Some of the studies looked at whether hospitals that spent more money per patient had fewer in-hospital deaths,
or if their physicians and nurses better followed guidelines. Others compared
states' Medicare spending with how well their older residents were treated for
a range of conditions.
"The bottom line was that no matter how you drill down into the
results, at every level the results are just all over the map," Peter S. Hussey, PhD, the study's lead investigator, told
Reuters Health.
Twenty-one of the 61 studies showed higher spending was tied to better
outcomes for patients, such as fewer deaths.
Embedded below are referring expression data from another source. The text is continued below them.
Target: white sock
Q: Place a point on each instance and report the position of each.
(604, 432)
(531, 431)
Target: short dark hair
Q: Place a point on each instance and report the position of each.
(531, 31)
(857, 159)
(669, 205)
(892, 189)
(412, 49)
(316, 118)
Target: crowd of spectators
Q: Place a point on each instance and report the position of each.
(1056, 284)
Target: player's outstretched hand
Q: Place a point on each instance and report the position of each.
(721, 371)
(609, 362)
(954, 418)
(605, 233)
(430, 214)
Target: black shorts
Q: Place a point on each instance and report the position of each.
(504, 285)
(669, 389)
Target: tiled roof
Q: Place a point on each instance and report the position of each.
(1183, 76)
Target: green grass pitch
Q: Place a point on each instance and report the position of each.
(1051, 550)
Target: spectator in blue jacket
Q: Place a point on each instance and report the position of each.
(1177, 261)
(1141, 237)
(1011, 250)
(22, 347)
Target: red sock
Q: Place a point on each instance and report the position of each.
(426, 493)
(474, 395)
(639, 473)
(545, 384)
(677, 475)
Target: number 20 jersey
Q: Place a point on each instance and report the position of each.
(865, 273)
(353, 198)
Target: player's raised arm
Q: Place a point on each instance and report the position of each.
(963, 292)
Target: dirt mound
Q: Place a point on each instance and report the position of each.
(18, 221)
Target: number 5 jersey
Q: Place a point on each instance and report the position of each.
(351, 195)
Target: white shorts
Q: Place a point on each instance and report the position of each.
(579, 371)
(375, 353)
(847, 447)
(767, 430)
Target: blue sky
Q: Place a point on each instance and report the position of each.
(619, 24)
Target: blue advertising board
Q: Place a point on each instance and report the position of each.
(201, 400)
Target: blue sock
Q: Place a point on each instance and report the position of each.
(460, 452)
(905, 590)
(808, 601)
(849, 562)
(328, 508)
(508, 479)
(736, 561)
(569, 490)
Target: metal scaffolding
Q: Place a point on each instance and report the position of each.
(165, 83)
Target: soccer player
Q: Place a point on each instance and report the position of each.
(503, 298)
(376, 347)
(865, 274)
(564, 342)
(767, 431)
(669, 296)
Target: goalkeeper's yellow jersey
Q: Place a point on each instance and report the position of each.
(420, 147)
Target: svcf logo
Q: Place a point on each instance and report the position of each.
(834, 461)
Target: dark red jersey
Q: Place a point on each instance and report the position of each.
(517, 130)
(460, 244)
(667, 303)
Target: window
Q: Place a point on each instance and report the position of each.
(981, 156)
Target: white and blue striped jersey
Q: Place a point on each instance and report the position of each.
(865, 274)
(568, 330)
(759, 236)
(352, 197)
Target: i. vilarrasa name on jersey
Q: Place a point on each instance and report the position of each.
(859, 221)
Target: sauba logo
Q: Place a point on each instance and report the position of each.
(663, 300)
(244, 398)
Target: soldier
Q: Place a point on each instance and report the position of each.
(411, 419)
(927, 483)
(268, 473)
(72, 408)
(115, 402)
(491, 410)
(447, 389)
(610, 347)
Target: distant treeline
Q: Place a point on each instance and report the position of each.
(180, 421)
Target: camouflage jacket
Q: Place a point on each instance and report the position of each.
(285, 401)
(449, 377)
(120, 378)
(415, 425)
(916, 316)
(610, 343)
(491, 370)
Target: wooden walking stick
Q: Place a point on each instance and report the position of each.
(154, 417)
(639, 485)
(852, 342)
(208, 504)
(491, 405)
However, 18 studies found a link
between more spending and worse outcomes, and 22 showed no difference or an
unclear association based on spending.
Many of the studies compared certain types of spending with potentially
unrelated outcomes. Others didn't take into account how sick patients were
initially when looking at how they fared in different situations, the article
says.
Hussey and colleagues
conclude that future studies should focus on what types of spending are
most effective in improving quality and what types of spending represent waste.
The findings are published in the January 1 issue of Annals of Internal Medicine.